I wish I could read 70 boos per year. How do you manage to read so many including all those behemoths?

James said...

Thanks for asking. I was surprised when I checked my results at Goodreads. I'm always reading multiple books. And most of them are a lot fewer pages than those on this list.

James said...

Gary,

While I enjoy most Dickens Bleak House is not at the top of my list either; it's just his longest. I read or reread most of these over the past couple of decades. Most recently I reread Joseph and His Brothers last year.
I'm not planning any more books of this magnitude although I do have Roberto Bolano's 2666 in my tbr list (the paperback edition is only 1,875 pages).

Lory said...

Wow, impressive! the only one I have read is Bleak House. I'm always getting distracted by shorter books. Anna Karenina is on my list to read this year though.

@parridhlantern said...

2666 is a good read, but then I've liked most of Bolano's oeuvre

Sharon Wilfong said...

I've read War and Peace (all time favorite!) and Les Mis (another big favorite).
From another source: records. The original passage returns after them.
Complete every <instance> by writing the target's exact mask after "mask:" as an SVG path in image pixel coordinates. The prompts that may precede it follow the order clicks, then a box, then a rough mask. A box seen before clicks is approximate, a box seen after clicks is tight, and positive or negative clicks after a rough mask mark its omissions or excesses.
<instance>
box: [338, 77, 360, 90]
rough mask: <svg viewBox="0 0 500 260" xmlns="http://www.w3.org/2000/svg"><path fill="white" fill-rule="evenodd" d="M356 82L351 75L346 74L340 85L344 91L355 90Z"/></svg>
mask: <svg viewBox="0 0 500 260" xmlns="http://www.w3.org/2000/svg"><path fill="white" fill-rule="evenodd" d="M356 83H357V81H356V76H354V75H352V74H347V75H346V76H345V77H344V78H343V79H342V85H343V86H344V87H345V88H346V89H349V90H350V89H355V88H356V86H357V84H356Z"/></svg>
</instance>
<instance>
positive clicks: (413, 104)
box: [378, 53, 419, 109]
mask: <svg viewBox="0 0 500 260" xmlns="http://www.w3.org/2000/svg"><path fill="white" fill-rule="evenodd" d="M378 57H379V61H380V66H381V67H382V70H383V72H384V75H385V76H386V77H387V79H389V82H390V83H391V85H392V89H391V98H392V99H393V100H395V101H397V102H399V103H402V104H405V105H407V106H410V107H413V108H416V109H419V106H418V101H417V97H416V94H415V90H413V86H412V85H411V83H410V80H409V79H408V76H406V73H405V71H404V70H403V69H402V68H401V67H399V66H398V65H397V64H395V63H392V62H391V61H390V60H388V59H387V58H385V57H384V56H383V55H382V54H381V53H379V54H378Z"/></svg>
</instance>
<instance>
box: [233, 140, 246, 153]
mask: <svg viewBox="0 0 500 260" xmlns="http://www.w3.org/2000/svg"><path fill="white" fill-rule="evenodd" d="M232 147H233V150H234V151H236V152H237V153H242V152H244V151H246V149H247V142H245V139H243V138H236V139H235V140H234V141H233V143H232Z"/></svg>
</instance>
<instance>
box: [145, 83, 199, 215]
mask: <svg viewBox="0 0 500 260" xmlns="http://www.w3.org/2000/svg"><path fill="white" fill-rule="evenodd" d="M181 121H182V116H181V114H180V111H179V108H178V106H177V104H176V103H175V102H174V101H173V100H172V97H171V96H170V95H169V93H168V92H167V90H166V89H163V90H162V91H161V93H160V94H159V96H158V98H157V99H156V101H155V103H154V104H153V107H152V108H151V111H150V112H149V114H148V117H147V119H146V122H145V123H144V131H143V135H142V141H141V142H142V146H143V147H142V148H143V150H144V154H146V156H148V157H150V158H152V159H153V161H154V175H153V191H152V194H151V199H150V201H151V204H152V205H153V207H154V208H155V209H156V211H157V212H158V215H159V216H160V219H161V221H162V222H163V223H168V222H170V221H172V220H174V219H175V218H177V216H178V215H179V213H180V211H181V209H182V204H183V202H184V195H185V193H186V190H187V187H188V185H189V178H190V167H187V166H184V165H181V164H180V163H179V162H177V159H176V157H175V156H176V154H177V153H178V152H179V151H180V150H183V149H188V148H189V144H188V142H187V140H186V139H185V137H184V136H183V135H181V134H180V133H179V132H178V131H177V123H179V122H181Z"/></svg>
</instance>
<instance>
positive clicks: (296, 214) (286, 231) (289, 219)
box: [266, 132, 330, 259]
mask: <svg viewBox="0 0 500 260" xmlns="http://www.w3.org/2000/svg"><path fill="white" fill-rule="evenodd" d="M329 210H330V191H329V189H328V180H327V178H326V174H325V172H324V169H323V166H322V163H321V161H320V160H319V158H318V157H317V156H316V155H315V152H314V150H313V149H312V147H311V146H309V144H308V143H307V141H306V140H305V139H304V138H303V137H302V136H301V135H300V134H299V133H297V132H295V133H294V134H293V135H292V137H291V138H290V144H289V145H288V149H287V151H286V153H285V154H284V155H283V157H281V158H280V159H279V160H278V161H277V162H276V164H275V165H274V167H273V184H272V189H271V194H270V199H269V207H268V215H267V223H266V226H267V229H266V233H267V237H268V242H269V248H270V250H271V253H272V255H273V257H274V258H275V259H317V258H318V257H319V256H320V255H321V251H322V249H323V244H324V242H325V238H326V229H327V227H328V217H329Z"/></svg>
I have Snopes but have not read it yet. I really have been meaning to read Proust but other books keep getting in the way.

Brian Joseph said...

I love lists like this. Not long ago I tried informally compile my own similar one. I need to formally do so however to ensure that I really have not missed anything.


Out of your list I have read, Les Miserables, Atlas Shrugged and Bleak House.

I just completed Antony Trollope's The Last Chronicle of Barset which would end up at the bottom of your list at 928 pages.

James said...

Sharon,

I have the same problem with some books getting in the way of others that I would really like to read. I guess the time has to be right, although I'm with you on War and Peace and would make time to reread it even if other merely good books had to wait.

James said...

Brian,

Lists can be fun and useful thinking of books that were memorable.
I could add The Last Chronicle of Barset to my supplemental list of books that almost made the top ten. It would be right next to The Way We Live Now.
Since you like Trollope you might want to try John O'Hara (most of his novels are average in length) for he is a similar chronicler of society; in his case mid-twentieth century Pennsylvania. His first novel, Appointment in Samarra is a great place to start.

James said...

Gary,

Thanks for the recommendation for 2666. I'm afraid I exaggerated its' length. It is only 900 pages long; even more reason not to delay reading it.

James said...

Lory,

I have the same issue you do with some books getting in the way of others that I've been meaning to read.
Anna Karenina is another novel that belongs in the next tier of nine hundred plus page books.

Mel u said...

I would for sure have on my list also Clarissa by Samuel Richardson at 1534 pages and Against the Day by Thomas Pynchon at 1104, both in Penquin Paper Back Editions.

James said...

Mel,

Against the Day is on my tbr list so I may get to it (someday). But I think I'd prefer to reread Tom Jones than tackle Clarissa.

Mel u said...

James, if you have not yet read Fielding's Shamela p, about fifty pages, you are in for a great treat.